The average stay, Mack expects, will be three or four nights. Guests will be treated to a complimentary breakfast each morning in the Three Peaks Dining Lodge.

Lunch and dinner – both prepared by members of the onsite culinary team – are available for an additional charge. Dinner options will typically include a three- to four-course farm-to-table meal served with the chef tableside or a do-it-yourself barbecue-in-a-box meal.

“Austin is such a culturally important place,” Mack said. “We’ve put a ton of energy into creating a localized and authentic experience, and that definitely extends to dining. Culinary is one of the most important things about the Collective experience.”

Mack says the Collective retreats appeal to a broad group of people, regularly attracting bachelorette parties, 70th birthday bashes, corporate events, weddings and everything in between.

“Our retreats are really retreats for everyone,” he said. “It’s all demographics.”

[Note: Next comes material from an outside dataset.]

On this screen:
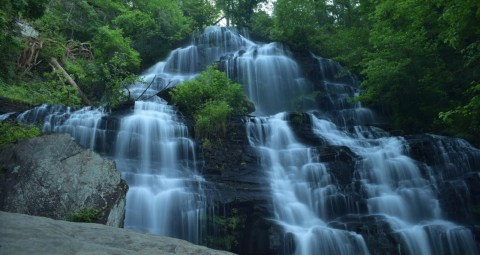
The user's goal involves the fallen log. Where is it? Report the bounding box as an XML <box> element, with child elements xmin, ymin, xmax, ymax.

Activities for guests will be a mix of onsite offerings as well as partnerships with nearby attractions, such as golfing, wine tours and ziplining. A concierge will reach out to visitors ahead of their stay to make necessary arrangements.

Already, even before Collective Hill Country opens for business, Mack said he’s already toying with the idea of adding more tents for guests.

“This is a really proud moment for us,” Mack said.